What Makes a Car Climate Friendly?
By Climate Central
Since our first report on climate-friendly cars in 2013, the options for low-emissions vehicles have grown. The continued shift away from coal as an electricity generating source has made electric and plug-in hybrid cars a greener choice in some states. But just how climate-friendly these cars are depends on three main points:
- Where you live: How electricity is generated varies from state to state. Some states produce electricity that is less carbon intensive than others.
- The type of car: Some cars are more efficient than others, which is true for electric cars, hybrids, and those powered by gasoline or diesel fuel.
- How far you drive: the more miles you drive, the higher your emissions.

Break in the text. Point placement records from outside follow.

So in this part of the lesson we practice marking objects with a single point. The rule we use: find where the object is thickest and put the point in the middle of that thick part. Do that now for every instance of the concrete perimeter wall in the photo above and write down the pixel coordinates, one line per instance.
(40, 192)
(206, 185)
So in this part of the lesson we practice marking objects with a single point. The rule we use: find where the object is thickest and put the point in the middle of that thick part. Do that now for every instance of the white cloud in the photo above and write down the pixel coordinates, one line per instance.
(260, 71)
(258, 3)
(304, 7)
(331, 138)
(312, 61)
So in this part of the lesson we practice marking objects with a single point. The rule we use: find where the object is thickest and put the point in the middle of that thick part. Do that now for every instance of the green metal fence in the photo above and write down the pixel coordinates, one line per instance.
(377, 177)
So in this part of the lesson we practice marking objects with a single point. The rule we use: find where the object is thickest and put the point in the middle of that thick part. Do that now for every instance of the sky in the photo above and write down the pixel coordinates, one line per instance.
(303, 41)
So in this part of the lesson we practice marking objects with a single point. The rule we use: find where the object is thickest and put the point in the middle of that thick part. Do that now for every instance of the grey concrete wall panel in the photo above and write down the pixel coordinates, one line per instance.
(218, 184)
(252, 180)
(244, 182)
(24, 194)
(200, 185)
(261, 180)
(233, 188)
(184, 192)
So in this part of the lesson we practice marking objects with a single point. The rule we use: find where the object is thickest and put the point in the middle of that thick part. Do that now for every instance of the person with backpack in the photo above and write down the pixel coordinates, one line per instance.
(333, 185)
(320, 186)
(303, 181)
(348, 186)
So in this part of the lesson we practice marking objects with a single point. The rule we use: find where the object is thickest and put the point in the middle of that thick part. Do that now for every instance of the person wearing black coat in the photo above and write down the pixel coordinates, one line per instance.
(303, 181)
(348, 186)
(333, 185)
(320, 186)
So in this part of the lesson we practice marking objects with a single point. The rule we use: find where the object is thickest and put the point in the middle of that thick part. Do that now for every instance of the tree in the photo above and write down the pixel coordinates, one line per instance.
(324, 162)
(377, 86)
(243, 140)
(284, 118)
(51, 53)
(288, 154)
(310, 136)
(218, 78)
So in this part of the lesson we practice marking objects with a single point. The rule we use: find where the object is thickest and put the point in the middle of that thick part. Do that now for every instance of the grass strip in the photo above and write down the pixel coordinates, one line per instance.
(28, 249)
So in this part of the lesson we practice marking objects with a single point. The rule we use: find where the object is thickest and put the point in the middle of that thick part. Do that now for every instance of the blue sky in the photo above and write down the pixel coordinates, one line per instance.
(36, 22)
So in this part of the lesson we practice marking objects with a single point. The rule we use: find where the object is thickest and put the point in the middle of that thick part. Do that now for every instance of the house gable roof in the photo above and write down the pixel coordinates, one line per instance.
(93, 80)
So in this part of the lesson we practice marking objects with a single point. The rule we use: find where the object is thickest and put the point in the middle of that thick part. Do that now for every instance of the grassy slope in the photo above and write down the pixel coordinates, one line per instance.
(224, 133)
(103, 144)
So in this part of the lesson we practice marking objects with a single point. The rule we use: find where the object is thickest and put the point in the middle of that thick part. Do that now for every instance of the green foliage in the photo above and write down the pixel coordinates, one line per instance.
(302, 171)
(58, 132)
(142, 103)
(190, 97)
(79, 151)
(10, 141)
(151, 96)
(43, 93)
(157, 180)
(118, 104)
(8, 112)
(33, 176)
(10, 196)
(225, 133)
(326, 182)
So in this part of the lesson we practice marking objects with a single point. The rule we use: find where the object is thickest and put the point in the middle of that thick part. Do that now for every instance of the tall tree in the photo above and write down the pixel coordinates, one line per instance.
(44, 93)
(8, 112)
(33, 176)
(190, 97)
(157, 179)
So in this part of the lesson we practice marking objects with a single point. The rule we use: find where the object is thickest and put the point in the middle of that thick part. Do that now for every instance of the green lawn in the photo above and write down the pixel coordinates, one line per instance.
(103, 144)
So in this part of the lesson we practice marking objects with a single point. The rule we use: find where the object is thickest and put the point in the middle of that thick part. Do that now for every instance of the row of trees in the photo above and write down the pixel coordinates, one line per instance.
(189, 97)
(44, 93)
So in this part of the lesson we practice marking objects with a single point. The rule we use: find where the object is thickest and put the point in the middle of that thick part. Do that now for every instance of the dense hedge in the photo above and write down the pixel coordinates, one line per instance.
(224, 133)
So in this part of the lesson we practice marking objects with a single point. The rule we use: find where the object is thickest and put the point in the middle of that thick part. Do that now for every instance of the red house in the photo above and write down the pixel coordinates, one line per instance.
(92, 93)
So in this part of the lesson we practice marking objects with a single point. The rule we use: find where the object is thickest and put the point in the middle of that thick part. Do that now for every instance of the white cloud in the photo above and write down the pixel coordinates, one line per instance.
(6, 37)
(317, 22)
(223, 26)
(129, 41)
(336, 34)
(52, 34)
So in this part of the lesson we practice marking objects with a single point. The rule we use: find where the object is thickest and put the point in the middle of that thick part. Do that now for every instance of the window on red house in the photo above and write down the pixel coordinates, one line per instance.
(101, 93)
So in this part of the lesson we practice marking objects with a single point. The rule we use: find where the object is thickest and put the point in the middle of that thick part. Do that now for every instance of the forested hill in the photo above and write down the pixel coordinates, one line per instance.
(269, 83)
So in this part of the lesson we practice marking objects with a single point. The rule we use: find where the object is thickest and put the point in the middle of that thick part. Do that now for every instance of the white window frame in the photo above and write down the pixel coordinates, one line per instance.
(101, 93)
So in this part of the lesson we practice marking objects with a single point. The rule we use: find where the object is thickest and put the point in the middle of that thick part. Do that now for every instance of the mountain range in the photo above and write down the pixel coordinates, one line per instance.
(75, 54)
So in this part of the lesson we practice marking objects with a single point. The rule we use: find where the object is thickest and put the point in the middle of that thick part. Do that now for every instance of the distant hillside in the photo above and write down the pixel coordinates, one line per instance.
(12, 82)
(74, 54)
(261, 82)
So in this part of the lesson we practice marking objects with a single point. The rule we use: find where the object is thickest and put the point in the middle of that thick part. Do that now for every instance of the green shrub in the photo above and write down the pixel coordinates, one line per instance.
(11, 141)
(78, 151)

Since 2012, 39 states have seen a decrease in coal for electricity generation. That difference has been made up using natural gas, wind, solar, nuclear, and other sources. States where electricity generation still comes mostly from coal include Kentucky, West Virginia, and Wyoming. In these states, an efficient gas-powered car is still the best option for the environment, with more than a dozen gas-powered cars on the market being more climate friendly than the best electric car.
Here's how coal use relates to climate-friendly cars
Manufacturing an electric car generally produces more greenhouse gas emissions than manufacturing a comparable gas-powered car, with most of the extra emissions coming from an electric vehicle’s bigger battery. So over a shorter driving life (e.g., less than 50,000 miles), the manufacturing emissions have more of an influence on total lifetime emissions in an electric car.
As a result, operating an electric car less than 50,000 miles may actually be less climate friendly than running its gas-powered counterpart for the same distance. Using that shorter lifecycle, there are only 31 states where an all-electric car is the most climate-friendly option for consumers. In the other 19 states, a gas-powered hybrid is the most climate-friendly option.
Methodology: In this updated analysis, we examine all-electric cars, plug-in hybrids, conventional hybrids, and gasoline-powered cars. We primarily considered a driving lifetime of 100,000 miles to calculate a car’s total emissions.